We must look at how these beliefs shape our behaviors. Do we believe comfort food makes us feel better when we are sad or hurt? Do we think we need to lose 10 more pounds to be attractive? Do we need cosmetic surgery because we feel inferior to the cultural standard for beauty? None of these things is inherently wrong. However, if we hold these beliefs unexamined, they can shape us in ways that are beyond our awareness and, therefore, beyond our control. Socrates said that the unexamined life is not worth living. The truth is that the unexamined life is not our own, but is instead a life shaped and controlled by cultural beliefs.
Finally, there are social structures that contribute to our problems with weight control. How many of us have time to cook healthy meals each day? Fast food is prevalent and easy.
Our capitalist society is set up to reward those who work hard and make sacrifices to get ahead. Further, capitalism also rewards corporations who can create products that the public will consume. These two basic tenets of capitalism create a dynamic in which most of us are struggling to have enough time in the day, a situation which forces us to look for quick and easy meals that taste good. Most fast food is among the worst choices a person can make when trying to eat healthy foods. This is changing a little bit with the introduction of items on many menus designed to attract those who eat healthier.
Still, capitalism also rewards the cheapest production with the highest profits. Many of our foods could be made healthier, but it would cost more money and reduce their market share. Take produce, for example. We know that pesticides and fertilizers sometimes leave toxic residues on our produce, but organic production costs more and reduces the beauty of the produce. Until more of us demand healthy alternatives (and only ten percent of us buy organic foods now), production sources will not see a need to offer healthier choices.
“Sin taxes” on junk food will not solve the problem either. The government needs to quit taking money from lobbyists for the food industry and make some tough choices, such as banning trans-fatty acids from our foods (a cause of diabetes, heart disease, and cancer), rewarding organic produce growers with tax incentives, and providing incentives for meat producers to raise free-range poultry or cattle.
All four areas of our lives -- our bodies, our psyches, our culture, and our social structures -- must be examined when we attempt to understand our nation’s struggle with being overweight. We can seldom solve any problem by addressing a single area, or even two areas. Different people will have different needs in working with these concepts, but in general, we must address all four quadrants of our lives. The approach I am advocating is an integral approach to fitness -- The Integral Fitness Solution.

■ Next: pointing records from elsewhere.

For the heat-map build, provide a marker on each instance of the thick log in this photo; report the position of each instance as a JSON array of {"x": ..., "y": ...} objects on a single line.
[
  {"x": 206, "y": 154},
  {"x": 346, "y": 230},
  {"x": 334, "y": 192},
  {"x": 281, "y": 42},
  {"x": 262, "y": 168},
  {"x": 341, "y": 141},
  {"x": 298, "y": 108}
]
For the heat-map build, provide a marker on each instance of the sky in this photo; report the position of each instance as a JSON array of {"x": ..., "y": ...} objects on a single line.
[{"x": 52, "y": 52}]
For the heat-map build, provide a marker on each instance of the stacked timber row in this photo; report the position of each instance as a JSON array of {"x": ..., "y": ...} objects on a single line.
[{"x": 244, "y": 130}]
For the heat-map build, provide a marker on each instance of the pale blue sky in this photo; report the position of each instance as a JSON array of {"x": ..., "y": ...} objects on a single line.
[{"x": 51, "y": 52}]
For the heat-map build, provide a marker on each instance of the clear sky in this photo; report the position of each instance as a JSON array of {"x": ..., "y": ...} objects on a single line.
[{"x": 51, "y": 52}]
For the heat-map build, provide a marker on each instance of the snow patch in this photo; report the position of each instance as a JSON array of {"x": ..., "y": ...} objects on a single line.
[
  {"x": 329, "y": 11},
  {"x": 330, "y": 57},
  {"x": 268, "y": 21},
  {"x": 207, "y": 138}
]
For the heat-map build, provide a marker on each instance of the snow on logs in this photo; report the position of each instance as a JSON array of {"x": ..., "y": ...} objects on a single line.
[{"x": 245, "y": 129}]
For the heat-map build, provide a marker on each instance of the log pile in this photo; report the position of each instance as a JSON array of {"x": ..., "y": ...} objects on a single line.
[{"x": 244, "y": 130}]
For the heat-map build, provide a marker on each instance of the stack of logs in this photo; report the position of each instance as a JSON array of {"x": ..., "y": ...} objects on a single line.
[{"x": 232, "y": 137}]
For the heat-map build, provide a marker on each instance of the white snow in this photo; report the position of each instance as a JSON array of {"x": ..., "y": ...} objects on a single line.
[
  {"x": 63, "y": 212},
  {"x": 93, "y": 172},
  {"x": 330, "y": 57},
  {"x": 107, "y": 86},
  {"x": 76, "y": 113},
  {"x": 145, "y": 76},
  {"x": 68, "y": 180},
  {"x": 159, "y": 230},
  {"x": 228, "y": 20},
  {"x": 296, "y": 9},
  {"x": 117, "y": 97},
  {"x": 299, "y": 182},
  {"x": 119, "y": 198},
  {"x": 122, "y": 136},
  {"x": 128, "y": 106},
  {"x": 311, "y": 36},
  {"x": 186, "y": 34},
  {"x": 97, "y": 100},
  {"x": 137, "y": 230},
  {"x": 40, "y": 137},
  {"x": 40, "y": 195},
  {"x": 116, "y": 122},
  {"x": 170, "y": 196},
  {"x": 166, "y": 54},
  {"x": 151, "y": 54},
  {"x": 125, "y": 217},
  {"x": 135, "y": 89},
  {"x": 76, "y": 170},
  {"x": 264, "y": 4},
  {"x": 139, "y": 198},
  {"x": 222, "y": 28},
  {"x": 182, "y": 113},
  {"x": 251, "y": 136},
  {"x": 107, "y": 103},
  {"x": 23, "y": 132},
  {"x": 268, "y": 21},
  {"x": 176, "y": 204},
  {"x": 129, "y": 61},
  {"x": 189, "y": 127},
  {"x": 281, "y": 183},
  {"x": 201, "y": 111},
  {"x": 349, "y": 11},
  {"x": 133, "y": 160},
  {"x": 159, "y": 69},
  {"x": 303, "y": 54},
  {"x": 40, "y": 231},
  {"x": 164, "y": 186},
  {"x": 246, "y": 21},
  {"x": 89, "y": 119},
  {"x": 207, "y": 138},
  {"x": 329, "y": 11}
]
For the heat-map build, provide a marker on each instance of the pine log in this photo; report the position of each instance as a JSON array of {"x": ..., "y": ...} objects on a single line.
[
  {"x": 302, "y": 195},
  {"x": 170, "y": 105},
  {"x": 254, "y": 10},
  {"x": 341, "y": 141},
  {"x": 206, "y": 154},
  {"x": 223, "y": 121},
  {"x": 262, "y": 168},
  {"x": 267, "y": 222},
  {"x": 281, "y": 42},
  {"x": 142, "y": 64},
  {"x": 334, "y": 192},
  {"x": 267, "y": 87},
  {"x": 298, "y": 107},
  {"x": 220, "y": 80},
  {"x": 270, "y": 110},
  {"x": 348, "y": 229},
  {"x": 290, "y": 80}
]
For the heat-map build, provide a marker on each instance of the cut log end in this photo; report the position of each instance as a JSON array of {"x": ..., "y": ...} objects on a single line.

After nearly 30 years of fad diets and fitness crazes, we have seen that simply addressing the physical quadrant of our lives is not working. Addressing the psychological without working through the other areas also will not work. Both of these approaches focus on the individual, but we must also look at how our cultural values and social structures impact our health. All four quadrants of our lives are interconnected in uncountable ways. Only an integral approach will ever solve our obesity epidemic.
[For a deeper look at Integral Theory, please read Ken Wilber’s A Theory of Everything, Shambala Publications.]